Say this with me: “I and everyone I know and love is going to die”.
Now let go of the fear that tightens the muscles in your belly, that makes you sick with despair, that makes you want to drop to your knees and hopelessly weep.
You see, there is no avoiding this fact of death. There is no postponing it until you are ready. There is no negotiating with it for a few more minutes of life so you can wrap up all of your loose ends. You can’t mark it in your day planner or include it in your retirement strategy. You have no idea when it will come. In fact, there is no guarantee that you will be here tomorrow (or even tonight). Even if you keep yourself healthy, if you run, if you eat right, if you do yoga, you still could die at any moment.
If you stop with this meditation right now, there is no doubt that you will be paralyzed with fear. You might even go a little mad. You might lock yourself and your husbands and your wives and your children in a shed in the back yard and never want to come out again.

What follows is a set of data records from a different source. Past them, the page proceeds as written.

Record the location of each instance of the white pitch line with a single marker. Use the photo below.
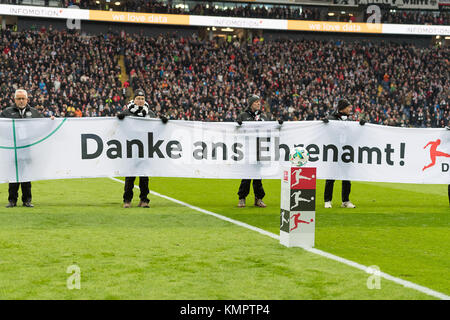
(324, 254)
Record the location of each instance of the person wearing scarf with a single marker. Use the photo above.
(138, 107)
(252, 113)
(344, 109)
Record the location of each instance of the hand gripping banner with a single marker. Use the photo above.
(39, 149)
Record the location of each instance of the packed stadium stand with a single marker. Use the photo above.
(209, 80)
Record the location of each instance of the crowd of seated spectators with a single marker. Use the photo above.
(209, 80)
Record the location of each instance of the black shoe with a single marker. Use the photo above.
(11, 205)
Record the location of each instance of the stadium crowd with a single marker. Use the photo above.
(194, 79)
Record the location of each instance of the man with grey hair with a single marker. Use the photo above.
(21, 109)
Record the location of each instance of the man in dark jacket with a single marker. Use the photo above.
(344, 108)
(252, 113)
(138, 108)
(21, 109)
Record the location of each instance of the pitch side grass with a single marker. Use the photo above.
(172, 252)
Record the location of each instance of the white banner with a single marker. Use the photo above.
(37, 149)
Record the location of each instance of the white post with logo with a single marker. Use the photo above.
(298, 207)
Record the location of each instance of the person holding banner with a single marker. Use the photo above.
(344, 108)
(252, 113)
(138, 108)
(21, 109)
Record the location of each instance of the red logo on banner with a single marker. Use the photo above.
(303, 178)
(434, 153)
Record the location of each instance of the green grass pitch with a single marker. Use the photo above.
(172, 252)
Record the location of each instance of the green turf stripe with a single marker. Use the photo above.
(37, 142)
(15, 150)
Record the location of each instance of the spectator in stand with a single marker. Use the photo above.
(209, 80)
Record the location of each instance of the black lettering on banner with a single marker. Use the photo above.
(239, 155)
(200, 154)
(369, 151)
(325, 152)
(349, 156)
(278, 147)
(214, 150)
(139, 144)
(174, 146)
(260, 148)
(313, 149)
(84, 154)
(389, 151)
(114, 153)
(152, 148)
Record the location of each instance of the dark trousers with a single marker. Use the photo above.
(14, 192)
(244, 189)
(129, 186)
(346, 187)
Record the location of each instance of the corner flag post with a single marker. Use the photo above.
(298, 207)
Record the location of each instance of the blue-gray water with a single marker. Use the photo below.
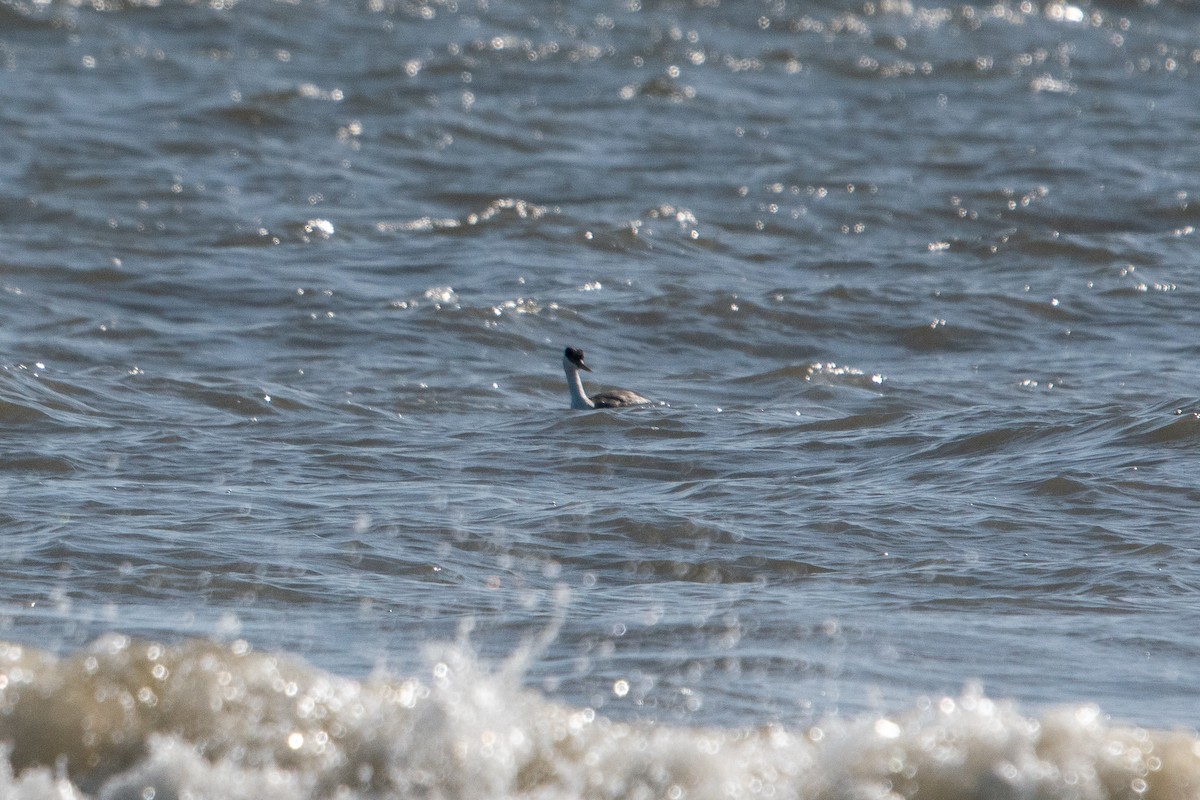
(285, 293)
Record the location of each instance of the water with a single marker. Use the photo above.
(292, 500)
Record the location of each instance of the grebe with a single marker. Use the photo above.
(573, 361)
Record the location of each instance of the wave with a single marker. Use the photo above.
(202, 719)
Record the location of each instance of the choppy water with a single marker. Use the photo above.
(292, 501)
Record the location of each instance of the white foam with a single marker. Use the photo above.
(136, 720)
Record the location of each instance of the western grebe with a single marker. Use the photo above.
(573, 361)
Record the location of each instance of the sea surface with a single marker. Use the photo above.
(293, 504)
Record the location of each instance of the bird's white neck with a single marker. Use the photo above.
(575, 384)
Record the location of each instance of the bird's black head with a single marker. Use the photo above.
(575, 356)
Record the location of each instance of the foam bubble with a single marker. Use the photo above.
(135, 720)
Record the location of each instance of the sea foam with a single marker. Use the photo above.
(136, 720)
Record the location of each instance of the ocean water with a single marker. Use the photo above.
(293, 504)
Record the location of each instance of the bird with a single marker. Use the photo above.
(573, 361)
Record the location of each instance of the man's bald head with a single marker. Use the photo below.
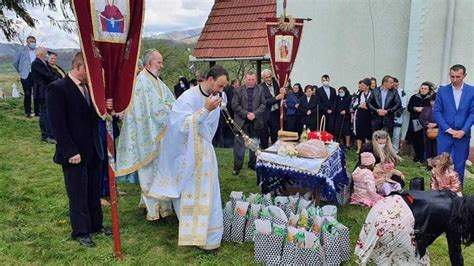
(153, 61)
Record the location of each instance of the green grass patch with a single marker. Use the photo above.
(34, 222)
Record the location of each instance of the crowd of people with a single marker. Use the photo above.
(186, 176)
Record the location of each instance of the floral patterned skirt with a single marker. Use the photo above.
(387, 236)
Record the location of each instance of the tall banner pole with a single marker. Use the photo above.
(112, 188)
(110, 35)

But why is this? Why are we all taken by surprise when death comes? We all know that it’s coming. Each day that passes is a day closer to death. But we trick ourselves into believing that it’s a long way off, that it’s an unpleasant experience that we will have to face but only in some remote future. This trick of the mind even leads us to believe that maybe we and our loved ones are going to be the exceptions.
By not facing up to the reality of death we do ourselves and those around us a great, if not unintentional, harm. Of course, we’re afraid. Of course we want to protect ourselves and our loved ones from the pain of this truth. But avoiding the truth only makes it worse.
And the thing is, it doesn’t have to be this way.
Despite all the wisdom of all the world’s spiritual traditions that tell us that there is something after death, we still don’t know for certain what’s in store for us, do we? There are so many different possible outcomes.There are a bewildering array of heavens and hells and rest stops in between. To tell you the truth, I don’t know if any of them are real. But of this I am certain. When the time of death comes, we will not be greeted by a cold, dark void before being blown out like a candle in a storm. The essence of who we are, the indestructible and unbounded nature of our minds, is ever unchanged.
So hold on to that. Trust in that. Be strong. And though we can, and should, grieve when we lose someone we love, we don’t have to be afraid.
This post is dedicated to my friend Jamie Heiney and to all sentient beings. Om Mani Padme Hung Hri.